The EPA is currently developing methodology to perform cumulative risk assessments. At this time, there is no available data to determine whether BAS 500F has a common mechanism of toxicity with other substances or how to include this pesticide in a cumulative risk assessment. Unlike other pesticides for which EPA has followed a cumulative risk approach based on a common mechanism of toxicity, pyraclostrobin does not appear to produce a toxic metabolite produced by other substances.

E. Safety Determination.

U.S. population. Adding the proposed uses to those crops already on the pyraclostrobin label, aggregate exposure to adults in the U.S. population utilized at most 67% of the aPAD and 40% of the cPAD. Therefore, no harm to the overall U.S. population would result from the use of pyraclostrobin on the proposed and existing label crops.

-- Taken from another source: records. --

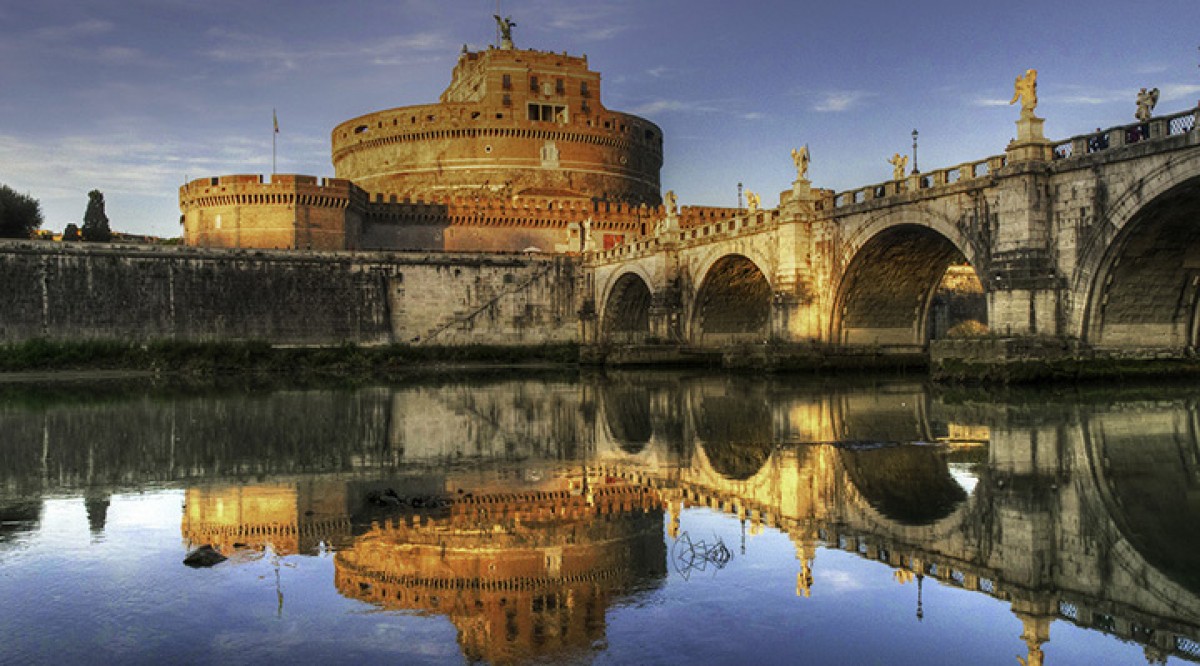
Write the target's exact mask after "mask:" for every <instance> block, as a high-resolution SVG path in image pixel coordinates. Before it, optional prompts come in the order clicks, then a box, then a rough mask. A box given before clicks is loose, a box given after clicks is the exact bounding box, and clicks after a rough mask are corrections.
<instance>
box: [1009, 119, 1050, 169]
mask: <svg viewBox="0 0 1200 666" xmlns="http://www.w3.org/2000/svg"><path fill="white" fill-rule="evenodd" d="M1044 124H1045V119H1043V118H1038V116H1036V115H1033V114H1030V115H1022V116H1021V119H1020V120H1018V121H1016V139H1015V140H1014V142H1012V143H1009V144H1008V149H1007V150H1006V152H1008V162H1009V163H1015V162H1049V161H1050V160H1051V158H1052V157H1054V148H1052V146H1051V144H1050V140H1049V139H1046V137H1045V134H1044V133H1043V131H1042V126H1043V125H1044Z"/></svg>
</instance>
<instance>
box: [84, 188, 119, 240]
mask: <svg viewBox="0 0 1200 666" xmlns="http://www.w3.org/2000/svg"><path fill="white" fill-rule="evenodd" d="M82 233H83V240H86V241H91V242H108V241H109V240H112V239H113V229H112V228H110V227H109V226H108V215H106V214H104V194H102V193H101V192H100V190H92V191H91V192H88V210H86V212H84V214H83V229H82Z"/></svg>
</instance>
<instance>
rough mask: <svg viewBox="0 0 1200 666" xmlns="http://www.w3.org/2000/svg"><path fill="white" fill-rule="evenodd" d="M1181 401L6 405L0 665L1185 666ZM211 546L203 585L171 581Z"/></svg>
mask: <svg viewBox="0 0 1200 666" xmlns="http://www.w3.org/2000/svg"><path fill="white" fill-rule="evenodd" d="M1198 404H1200V390H1196V389H1192V388H1180V386H1174V388H1172V386H1139V388H1123V389H1116V388H1109V389H1104V390H1075V389H1070V390H1062V389H1060V390H1057V391H1054V390H1044V391H1036V392H1018V391H1013V392H1006V394H1003V395H990V394H988V392H985V391H966V390H953V391H944V390H943V391H938V390H931V389H929V388H926V386H924V385H923V384H922V383H920V382H917V380H905V379H895V378H887V379H871V378H857V379H853V380H839V382H835V380H829V379H826V380H818V379H803V378H786V377H784V378H780V377H775V378H763V377H754V376H725V374H712V373H661V372H655V373H650V372H647V373H608V374H584V376H582V377H580V376H575V374H541V376H535V377H528V376H526V377H520V376H512V374H509V376H469V377H468V376H446V377H439V378H436V379H426V380H420V382H414V383H412V384H407V385H396V386H377V388H355V389H340V390H316V389H287V390H284V389H278V388H270V389H247V388H220V389H211V388H209V389H203V390H200V389H184V388H179V386H164V385H140V384H137V383H127V384H121V383H116V384H108V385H104V386H96V385H88V384H70V385H64V384H60V385H54V386H36V385H28V386H26V385H6V386H2V390H0V518H2V524H0V599H2V600H4V610H2V611H0V637H2V642H0V662H6V664H10V662H11V664H102V662H104V664H200V662H209V664H246V662H254V664H264V662H295V664H341V662H370V664H374V662H395V664H461V662H500V664H506V662H552V664H562V662H599V664H745V662H748V661H750V662H761V664H797V662H811V664H920V665H929V664H1003V665H1007V666H1012V665H1013V664H1014V662H1016V660H1018V659H1020V660H1024V661H1022V662H1025V664H1028V665H1036V664H1045V665H1051V664H1052V665H1062V664H1147V662H1150V664H1162V662H1169V664H1184V662H1192V661H1200V548H1198V546H1200V527H1198V526H1200V522H1198V518H1200V444H1198V431H1200V410H1198ZM204 545H210V546H212V547H214V548H215V550H216V551H218V552H220V553H222V554H223V556H224V557H227V558H228V559H226V560H224V562H221V563H218V564H216V565H214V566H208V568H205V566H199V568H191V566H186V565H185V564H184V558H185V557H186V556H187V553H188V552H190V551H193V550H194V548H197V547H199V546H204Z"/></svg>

Infants and children. All subpopulations based on age were considered. The highest potential exposure was predicted for children age 1-6. Using the FQPA safety factor of 3X when appropriate, the addition of the proposed crops to those on the label would use less than 1% of the aPAD and use 89% of the cPAD for children age 1-6. BASF concludes that there is reasonable certainty that no harm will result to infants or children from aggregate exposure to pyraclostrobin residues on the proposed and existing label crops.

F. International Tolerances.

Maximum Residue Levels (MRLs) have been established for pyraclostrobin in Canada. No MRLs have been established by the Codex Alimentarius Commission.